Wrzask. Obudził mnie okropny wrzask. Wczoraj długo nie spałam, więc dziś miałam zamiar przespać się przynajmniej do dziesiątej, a tu No właśnie, co? Chyba wypadałoby wstać i zobaczyć, co tak bardzo zdenerwowała moją mamusie. Bo to w końcu jej głos słyszałam. Zaspana zwlekłam się z łóżka, wsunęłam stopy w puchate pantofle, i ruszyłam w stronę, skąd wydobywał się ten śmiertelny wrzask. Kuchnia. Wyjrzałam nie pewnie zza drzwi i i wmurowało mnie w podłogę. Przede mną stała mama, w swojej flanelowej piżamie, i wałkach we włosach, a na przeciwko niej… no właśnie. Naprzeciwko niej stał Louis, i Lupin. Skąd tu się, do licha wziął Lupin?! I dlaczego moja mama tak wrzeszczała? Widać nie tylko ja się obudziłam, ponieważ po schodach zbiegli właśnie, tata i Domi. Nie pewnie podeszłam do mojej rodzicielki.

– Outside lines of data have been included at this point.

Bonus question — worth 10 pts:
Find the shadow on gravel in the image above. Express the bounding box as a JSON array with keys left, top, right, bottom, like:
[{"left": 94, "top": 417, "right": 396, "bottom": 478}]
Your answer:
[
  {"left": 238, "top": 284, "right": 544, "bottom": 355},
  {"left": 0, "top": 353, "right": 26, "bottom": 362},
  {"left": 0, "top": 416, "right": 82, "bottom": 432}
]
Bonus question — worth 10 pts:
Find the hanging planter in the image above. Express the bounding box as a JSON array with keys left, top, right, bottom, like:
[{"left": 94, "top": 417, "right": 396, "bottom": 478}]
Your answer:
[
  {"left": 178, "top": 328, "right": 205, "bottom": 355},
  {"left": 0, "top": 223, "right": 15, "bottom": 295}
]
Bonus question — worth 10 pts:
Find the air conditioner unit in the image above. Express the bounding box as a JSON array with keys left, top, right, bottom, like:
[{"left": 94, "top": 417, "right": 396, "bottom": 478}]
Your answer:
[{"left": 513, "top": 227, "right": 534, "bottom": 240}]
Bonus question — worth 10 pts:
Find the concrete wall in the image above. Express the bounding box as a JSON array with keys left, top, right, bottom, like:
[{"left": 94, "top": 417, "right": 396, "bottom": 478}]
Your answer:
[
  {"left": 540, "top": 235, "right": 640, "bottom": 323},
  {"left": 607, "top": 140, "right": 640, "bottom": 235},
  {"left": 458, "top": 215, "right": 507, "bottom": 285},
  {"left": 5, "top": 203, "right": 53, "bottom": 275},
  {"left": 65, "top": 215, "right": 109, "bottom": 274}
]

-Mamo?- kolejna seria wrzasku. Tata, która widać także był oszołomiony, podszedł do niej i ścisnął ją mocno, szepcząc coś do ucha.
-Kochanie, dlaczego tak krzyczałaś?
-Dlaczego? Dlaczego?! Wstałam wcześniej żeby spakować Dominique, bo wiedziałam, ze jest jeszcze mała, i na pewno zapomniała o tym, że dziś jedziemy do babci, ale ogarnęło mnie pragnienie i zawróciłam do kuchni. A co zobaczyłam w kuchni? Co zobaczyłam w kuchni?! Otóż w kuchni zobaczyłam mojego własnego syna i Teda, którzy sterczeli przed jakimś kotłem, i coś gotowali. A kiedy się poruszyłam to, to coś wybuchło!- dopiero teraz zauważyłam, że chłopaki mają osmaloną twarz. Tata popatrzył na nich bystro.
-Chłopcy….czy moglibyście się odsunąć?
-Eee…a po co? Przecież tak jest dobrze, prawda? Nam wygodnie, wam wygodnie, po co mięlibyśmy się przemieszczać, na inny kawałek podłogi, który na pewno nie jest już tak wspaniały jak ten?- tata zrobił krok w ich kierunku, na co oni jeszcze bardziej się ścisnęli. W końcu mama nie wytrzymała, i zepchnęła ich w inną stronę. Widok, który się ukazał był okropny. Cała kuchnia wyglądała jakby przeszedł przez nią huragan. Wszędzie leżało pełno jakiś fiolek, powyrywanych kartek papieru, a po środku wielki kocioł, z którego unosił się okropny odór.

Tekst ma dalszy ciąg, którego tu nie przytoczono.